Writing a Mystery Series

Writing A Mystery Series
by Blaize Clement


Writing a mystery series is like being a circus juggler on a high wire, except instead of keeping three or four things in motion, you've got way more, and some of them keep changing shape. First, there's the book you're working on at the moment. Whether it's the third or seventh or twelfth, the book has to have all the elements any mystery has — a murder or robbery or some other bad thing, an innocent victim that the bad thing shouldn't have happened to, a determined seeker of justice relentlessly going after the person who did the bad thing, and a lighter side story to relieve the tension or goriness of the main story. The panic that comes from knowing you have to come up with all those things is enough to raise your heart rate, but this is a series, and those mystery basics are just the...well, the basics. A book in a series has to have all the basics plus a bunch of other things.

If a series is built around one person, like my pet sitter, Dixie Hemingway, the character has to grow a little bit in every book. Like real people, fictional characters who never grow are boring. In the same way that real people grow in slow increments, fictional characters have to do that too. If they jump from A to L without going through any of the steps in between, it won't seem true. If they've always hated their next door neighbors and then invite them to Thanksgiving dinner just because they get sentimental over a Butterball turkey commercial, it will fall flat. Big changes have to happen in small steps, and in a series, each book becomes one of the steps. Inside each book, of course, even smaller steps have to happen in order to move the character toward a significant shift. And that doesn't even involve the mystery plot.

Careful character pacing isn't the only thing a series writer has to pay attention to. The character's environment is also crucial. I don't mean an exotic subtropical place like Dixie Hemingway's, I mean all the physical details of a character's life. If you created an apartment for your lead character in your first book, and that apartment has pale blue bedroom walls, you can't paint them pink in the second book.
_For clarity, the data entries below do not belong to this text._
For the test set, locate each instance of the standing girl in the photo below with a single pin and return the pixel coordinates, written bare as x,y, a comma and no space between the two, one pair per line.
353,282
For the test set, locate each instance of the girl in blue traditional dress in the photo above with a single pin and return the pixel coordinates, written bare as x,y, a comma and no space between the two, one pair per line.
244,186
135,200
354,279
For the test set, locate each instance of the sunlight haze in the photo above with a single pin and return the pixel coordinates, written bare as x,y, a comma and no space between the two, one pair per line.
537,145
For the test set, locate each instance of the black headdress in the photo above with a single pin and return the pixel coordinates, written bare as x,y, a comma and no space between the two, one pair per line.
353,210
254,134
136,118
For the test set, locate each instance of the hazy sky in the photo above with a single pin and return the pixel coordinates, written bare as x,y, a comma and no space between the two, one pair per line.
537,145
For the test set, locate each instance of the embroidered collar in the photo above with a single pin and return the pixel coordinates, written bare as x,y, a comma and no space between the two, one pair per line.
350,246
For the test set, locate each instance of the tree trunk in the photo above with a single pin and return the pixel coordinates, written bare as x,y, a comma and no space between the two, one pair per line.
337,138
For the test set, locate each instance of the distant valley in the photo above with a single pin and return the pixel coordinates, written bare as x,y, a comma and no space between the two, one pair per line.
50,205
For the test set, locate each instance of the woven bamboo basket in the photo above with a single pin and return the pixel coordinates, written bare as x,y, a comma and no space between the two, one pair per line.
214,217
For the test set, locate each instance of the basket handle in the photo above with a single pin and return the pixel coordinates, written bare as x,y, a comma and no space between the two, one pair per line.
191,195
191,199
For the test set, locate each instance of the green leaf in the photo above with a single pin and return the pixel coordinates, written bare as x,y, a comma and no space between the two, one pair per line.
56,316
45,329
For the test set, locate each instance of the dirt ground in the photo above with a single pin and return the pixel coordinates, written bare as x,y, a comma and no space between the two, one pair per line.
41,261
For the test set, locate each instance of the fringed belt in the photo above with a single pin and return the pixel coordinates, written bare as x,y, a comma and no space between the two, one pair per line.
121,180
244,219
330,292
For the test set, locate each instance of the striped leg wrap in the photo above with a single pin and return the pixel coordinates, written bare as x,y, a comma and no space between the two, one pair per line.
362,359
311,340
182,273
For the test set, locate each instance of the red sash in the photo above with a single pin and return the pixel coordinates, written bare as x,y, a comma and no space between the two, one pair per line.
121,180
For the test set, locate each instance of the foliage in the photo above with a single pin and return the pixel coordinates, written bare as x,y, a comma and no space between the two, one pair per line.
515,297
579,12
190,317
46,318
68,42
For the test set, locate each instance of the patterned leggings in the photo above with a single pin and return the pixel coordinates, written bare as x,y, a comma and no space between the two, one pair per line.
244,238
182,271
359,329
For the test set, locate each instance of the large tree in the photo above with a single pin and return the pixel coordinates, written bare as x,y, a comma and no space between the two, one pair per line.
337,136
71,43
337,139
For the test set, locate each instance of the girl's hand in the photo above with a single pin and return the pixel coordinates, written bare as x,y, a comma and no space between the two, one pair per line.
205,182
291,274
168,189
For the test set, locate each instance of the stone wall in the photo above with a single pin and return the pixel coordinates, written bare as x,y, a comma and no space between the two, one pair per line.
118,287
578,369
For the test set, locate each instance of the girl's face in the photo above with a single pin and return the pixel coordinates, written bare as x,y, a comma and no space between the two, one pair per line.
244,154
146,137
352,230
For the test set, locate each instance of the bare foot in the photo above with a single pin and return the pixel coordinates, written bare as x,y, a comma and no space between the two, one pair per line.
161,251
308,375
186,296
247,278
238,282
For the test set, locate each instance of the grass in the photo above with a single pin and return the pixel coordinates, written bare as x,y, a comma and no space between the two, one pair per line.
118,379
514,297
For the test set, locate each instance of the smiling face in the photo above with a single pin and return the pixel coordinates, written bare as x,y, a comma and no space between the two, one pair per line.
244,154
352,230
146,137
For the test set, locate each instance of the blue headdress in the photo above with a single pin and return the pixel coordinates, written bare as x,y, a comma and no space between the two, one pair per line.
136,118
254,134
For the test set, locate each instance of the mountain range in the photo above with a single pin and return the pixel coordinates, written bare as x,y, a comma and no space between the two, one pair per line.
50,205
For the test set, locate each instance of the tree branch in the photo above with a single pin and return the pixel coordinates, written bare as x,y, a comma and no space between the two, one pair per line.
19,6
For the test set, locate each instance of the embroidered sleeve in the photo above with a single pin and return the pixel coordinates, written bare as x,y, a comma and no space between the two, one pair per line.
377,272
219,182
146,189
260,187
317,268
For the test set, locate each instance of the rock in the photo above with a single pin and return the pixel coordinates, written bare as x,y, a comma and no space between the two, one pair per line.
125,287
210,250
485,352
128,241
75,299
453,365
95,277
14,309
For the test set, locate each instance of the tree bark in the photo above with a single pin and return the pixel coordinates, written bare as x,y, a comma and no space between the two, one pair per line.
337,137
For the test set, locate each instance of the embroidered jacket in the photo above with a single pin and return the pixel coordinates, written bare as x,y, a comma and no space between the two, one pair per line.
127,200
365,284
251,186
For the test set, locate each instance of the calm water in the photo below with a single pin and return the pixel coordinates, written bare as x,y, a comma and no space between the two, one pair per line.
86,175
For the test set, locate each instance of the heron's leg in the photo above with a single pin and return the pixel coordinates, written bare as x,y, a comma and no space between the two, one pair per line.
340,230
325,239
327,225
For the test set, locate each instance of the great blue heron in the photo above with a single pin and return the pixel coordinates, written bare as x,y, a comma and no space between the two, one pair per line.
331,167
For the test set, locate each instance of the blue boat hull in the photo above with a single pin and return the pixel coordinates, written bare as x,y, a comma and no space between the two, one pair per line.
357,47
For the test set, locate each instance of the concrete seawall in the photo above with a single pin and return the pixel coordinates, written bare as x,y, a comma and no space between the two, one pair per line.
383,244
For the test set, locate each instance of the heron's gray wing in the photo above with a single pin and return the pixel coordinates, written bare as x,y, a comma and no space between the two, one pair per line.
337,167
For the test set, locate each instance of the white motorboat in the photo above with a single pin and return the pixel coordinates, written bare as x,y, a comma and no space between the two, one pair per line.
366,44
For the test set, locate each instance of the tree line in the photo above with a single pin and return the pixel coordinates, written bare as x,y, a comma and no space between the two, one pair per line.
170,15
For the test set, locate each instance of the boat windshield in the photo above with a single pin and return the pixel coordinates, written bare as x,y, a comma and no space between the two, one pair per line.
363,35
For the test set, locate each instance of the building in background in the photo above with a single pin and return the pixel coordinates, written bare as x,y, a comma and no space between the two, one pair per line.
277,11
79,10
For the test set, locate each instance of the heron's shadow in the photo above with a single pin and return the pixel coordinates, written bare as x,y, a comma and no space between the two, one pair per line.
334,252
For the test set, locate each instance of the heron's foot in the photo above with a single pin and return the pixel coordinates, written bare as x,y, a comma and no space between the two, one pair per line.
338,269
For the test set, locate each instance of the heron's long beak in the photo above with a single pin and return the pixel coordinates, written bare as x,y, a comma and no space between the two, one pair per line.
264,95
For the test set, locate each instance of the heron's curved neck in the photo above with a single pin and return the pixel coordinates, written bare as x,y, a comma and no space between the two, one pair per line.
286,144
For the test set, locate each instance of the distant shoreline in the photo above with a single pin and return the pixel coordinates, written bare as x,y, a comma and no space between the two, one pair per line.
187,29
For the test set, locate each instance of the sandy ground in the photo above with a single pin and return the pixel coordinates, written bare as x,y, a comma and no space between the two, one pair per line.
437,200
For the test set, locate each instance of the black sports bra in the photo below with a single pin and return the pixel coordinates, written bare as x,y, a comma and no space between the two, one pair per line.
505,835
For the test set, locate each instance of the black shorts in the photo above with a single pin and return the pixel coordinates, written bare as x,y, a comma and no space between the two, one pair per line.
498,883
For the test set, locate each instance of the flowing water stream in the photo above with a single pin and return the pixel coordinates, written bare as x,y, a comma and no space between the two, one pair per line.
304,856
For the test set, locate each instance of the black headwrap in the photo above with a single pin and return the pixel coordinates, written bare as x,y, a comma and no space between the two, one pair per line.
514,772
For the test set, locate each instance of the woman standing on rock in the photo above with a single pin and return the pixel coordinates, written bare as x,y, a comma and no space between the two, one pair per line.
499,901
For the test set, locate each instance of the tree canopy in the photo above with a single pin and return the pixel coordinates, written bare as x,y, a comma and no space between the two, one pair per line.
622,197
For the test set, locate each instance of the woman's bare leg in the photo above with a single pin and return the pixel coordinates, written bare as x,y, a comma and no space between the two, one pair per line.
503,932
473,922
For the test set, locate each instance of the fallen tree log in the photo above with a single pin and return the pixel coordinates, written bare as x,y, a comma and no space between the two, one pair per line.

If the kitchen is to the right of the living room in the first book, you darn well better put it to the right of the living room in the second, third, fourth, and forever books because readers will expect it there and they will let you know in a nanosecond if you move it. Same thing with secondary characters who are in every book. You can't give a guy blue eyes in one book and hazel eyes in the next one. If a character drives a Jeep in the first book, readers will expect that same Jeep in the next one, so if you put him/her in a different car, you have to provide a reason. Sometimes the reason can become part of your plot and make it more interesting, but you have to justify any change you make.
When you finish the first book in a series, you'll think you'll never forget all those details. Trust me, you will. For a series writer, a facts file is indispensable. In my facts file, I have a floor plan of Dixie's apartment, the color of her living room sofa, the kind of car she drives, all the little details that are easy to forget. I also have nitty-gritty details about other characters, including pets: breed, color, apartment numbers, car makes and colors, which side of the street their business is located on. Since Dixie's brother loves to cook, food is an element in every book, so I keep a file of meals consumed and which book the meal was in.

With every new manuscript, I go back to the file and refresh my memory. How long is the hunky lawyer's hair? Are his eyes brown or black? And the homicide detective that makes Dixie's heart trip, are his eyes gray or blue? And how about Dixie's apartment? How many windows does she have, how large are they, and where are they located? Is her single bed against the wall by the living room door or on the other side? Even with all the details I've included in my facts file, I still sometimes have to go back to a previous manuscript and do a search.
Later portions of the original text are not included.